Implementing abstraction

In general, abstraction is implemented by what is generically termed an Application Programming Interface (API). API is a somewhat nebulous term that means different things in the context of various programming endavours. Fundamentally, a programmer designs a set of functions and documents their interface and functionality with the principle that the actual implementation providing the API is opaque.

For example, many large web-applications provide an API accessible via HTTP. Accessing data via this method surely triggers many complicated series of remote-procedure calls, database queries and data transfer; all of which is opaque to the end user who simply receives the contracted data.

Those familiar with object-oriented languages such as Java, Python or C++ would be familiar with the abstraction provided by classes. Methods provide the interface to the class, but abstract the implementation.

Implementing abstraction with C

A common method used in the Linux Kernel and other large C code bases, which lacks a built-in concept of object-orientation, is function pointers. Learning to read this idom is key to navigating most large C code-bases. By understanding how to read the abstractions provided within the code an understanding of internal API designs can be built.

Example 1.1. Abstraction with function pointers
#include <stdio.h>

/* The API to implement */
struct greet_api
{
	int (*say_hello)(char *name);
	int (*say_goodbye)(void);
};

/* Our implementation of the hello function */
int say_hello_fn(char *name)
{
	printf("Hello %s\n", name);
	return 0;
}

/* Our implementation of the goodbye function */
int say_goodbye_fn(void)
{
	printf("Goodbye\n");
	return 0;
}

/* A struct implementing the API */
struct greet_api greet_api =
{
	.say_hello = say_hello_fn,
	.say_goodbye = say_goodbye_fn
};

/* main() doesn't need to know anything about how the
 * say_hello/goodbye works, it just knows that it does */
int main(int argc, char *argv[])
{
	greet_api.say_hello(argv[1]);
	greet_api.say_goodbye();

	printf("%p, %p, %p\n", greet_api.say_hello, say_hello_fn, &say_hello_fn);

	exit(0);
}

Code such as the above is the simplest example of constructs used repeatedly through the Linux Kernel and other C programs. Lets have a look at some specific elements.

We start out with a structure that defines the API (struct greet_api). The functions whose names are encased in parenthesis with a pointer marker describe a function pointer[1]. The function pointer describes the prototype of function it must point to; pointing it at a function without the correct return type or parameters will generate a compiler warning at least; if left in code will likely lead to incorrect operation or crashes.

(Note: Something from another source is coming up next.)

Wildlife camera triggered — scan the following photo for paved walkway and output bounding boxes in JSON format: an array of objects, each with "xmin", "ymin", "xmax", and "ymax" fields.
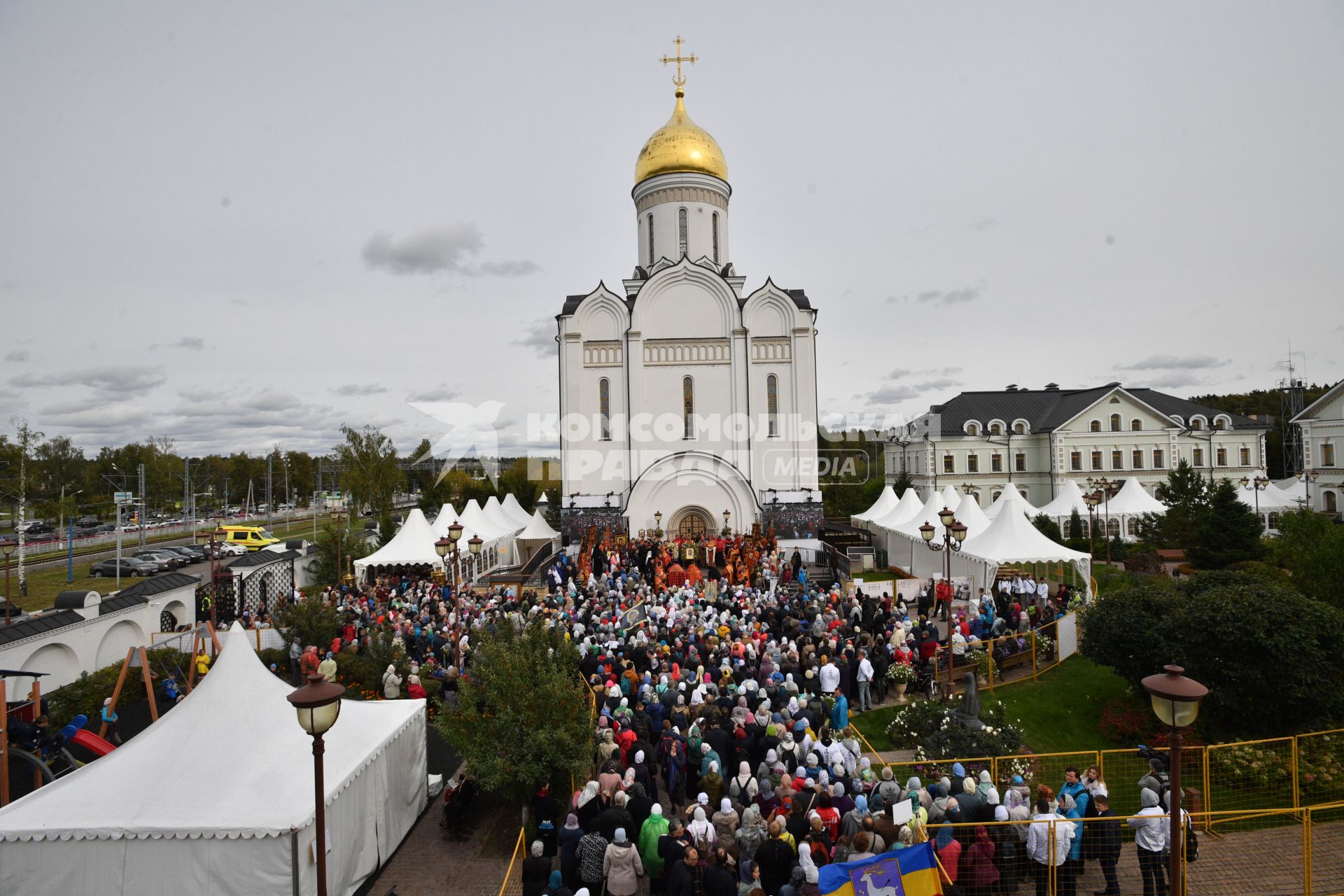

We then have our implementation of the API. Often for more complex functionality you will see an idiom where API implementation functions will only be a wrapper around another function that is conventionally prepended with one or or two underscores[2] (i.e. say_hello_fn() would call another function _say_hello_function()). This has several uses; generally it relates to having simpler and smaller parts of the API (marshalling or checking arguments, for example) separate to more complex implemenation, which often eases the path to significant changes in the internal workings whilst ensuring the API remains constant. Our implementation is very simple however, and doesn't even need it's own support functions. In various projects, single, double or even triple underscore function prefixes will mean different things, but universally it is a visual warning that the function is not supposed to be called directly from "beyond" the API.

Second to last, we fill out the function pointers in struct greet_api greet_api. The name of the function is a pointer, therefore there is no need to take the address of the function (i.e. &say_hello_fn).

Finally we can call the API functions through the structure in main.

You will see this idiom constantly when navigating the souce code. The tiny example below is taken from include/linux/virtio.h in the Linux kernel source to illustrate:

Example 1.2. Abstraction in include/linux/virtio.h
/**
 * virtio_driver - operations for a virtio I/O driver
 * @driver: underlying device driver (populate name and owner).
 * @id_table: the ids serviced by this driver.
 * @feature_table: an array of feature numbers supported by this driver.
 * @feature_table_size: number of entries in the feature table array.
 * @probe: the function to call when a device is found.  Returns 0 or -errno.
 * @remove: the function to call when a device is removed.
 * @config_changed: optional function to call when the device configuration
 *    changes; may be called in interrupt context.
 */
struct virtio_driver {
        struct device_driver driver;
        const struct virtio_device_id *id_table;
        const unsigned int *feature_table;
        unsigned int feature_table_size;
        int (*probe)(struct virtio_device *dev);
        void (*scan)(struct virtio_device *dev);
        void (*remove)(struct virtio_device *dev);
        void (*config_changed)(struct virtio_device *dev);
#ifdef CONFIG_PM
        int (*freeze)(struct virtio_device *dev);
        int (*restore)(struct virtio_device *dev);
#endif
};

It's only necessary to vaguely understand that this structure is a description of a virtual I/O device. We can see the user of this API (the device driver author) is expected to provide a number of functions that will be called under various conditions during system operation (when probing for new hardware, when hardware is removed, etc). It also contains a range of data; structures which should be filled with relevant data.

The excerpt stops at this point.